Never one of my favorites and nowhere near as funny as his eulogists are claiming. A mediocrity with good technique is how I think of him, one whose main competition was the need for sleep and who came along at a propitious time when the big three networks were the be all and end all. He bailed out just in time in 1992, cable was about to run amuck nationally with the internet shooting its cuffs and waiting the wings for it's glorious coup.
Still and all that, he gave plenty of qaulity air-time to secular rationalist James randi (AKA "The Amazing Randi") a magician with a mission to expose frauds and faith healers of all types. And what the hell, Johnny still felt obligated to book writers and authors on a regular basis he was hardly an illiterate.
But his world is gone now and it isn't coming back just as Jack Paar's cozy video salon so warm and solicitous of all has vanished like the wooly mammoth. No mater how hard Jay Leno and David Letterman try, they can never reach Johnny's lonely eminence because the market is fatally atomized beyond hope of repair.
But I laughed every time he did that "Carnac the Magnificent" schtick.

Sunday, January 23, 2005

Whoever...

delivers my morning paper today deserves a Medal of Valor for chucking the damn thing up on my doorstep before 9am this morning. This amidst what has to be the worst snowstorm in eight years. But I suppose that the delivery people are liable in gruesome ways if they falter even during inclement weather. Meanwhile, I'll have to tip a bit more on the next go round.
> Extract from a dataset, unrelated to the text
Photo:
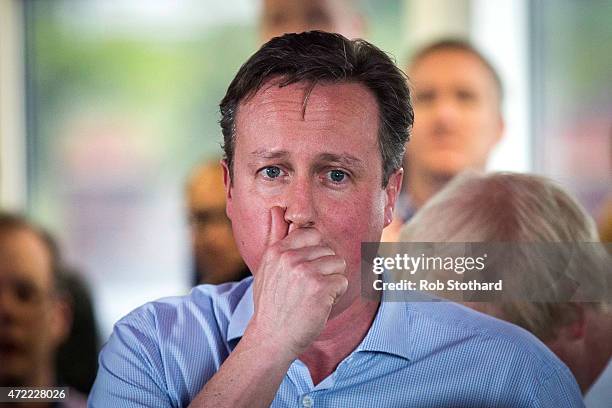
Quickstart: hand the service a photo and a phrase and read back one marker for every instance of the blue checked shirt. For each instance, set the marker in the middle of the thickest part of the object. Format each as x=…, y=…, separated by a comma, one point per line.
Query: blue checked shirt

Saturday, January 08, 2005

A bit of poetry:

The Love Song of J. Roberto Benigni

This is a terrible mistake because I use up all my english!
How can now I express all my gratitude?
My Body is in tumult because it is a Colossal moment of Joy
Everything is in a way I cannot Express.
I would like to be Jupiter and kidnap Everybody
and lie down in the Firmament
and make love to Everybody.
I don't deserve this,
But I Hope to win some other Oscars.


Pick of the Week:

Anyone prepared to brave the snows tonight ought to get over to the Harvard Film Archive where they are screening "Red Squad" (1972) at 9:30pm. Directed by Steven Fischler and Joel Sucher "Red Squad" examines the activities of the NYPD's famous counterintelligence unit The Bureau of Special Services". Supposedly, John Ehrlichman (Richard Nixon's domestic policy czar) used to get an informal weekly briefing from these guys on the latest radical activities. Apparently the Nixon White House couldn't abide the dreck coming out from Hoover's FBI even then.
The HArvard Film Archive
at the
Carpenter Center for the Visual Arts
24 Quincy Street
Cambridge Ma. 02138
www.harvardfilmarchive.org

If I can get over to the Kendall Cinema tomorrow or Monday I'll post a review of "Guerilla: The Kidnapping of Patty Hearst" but GEEZUS ! I have got to a find a job!!!

BTW can anyone out there give me the inside scoop on the proposed "Constellation Center" in Kendall Square?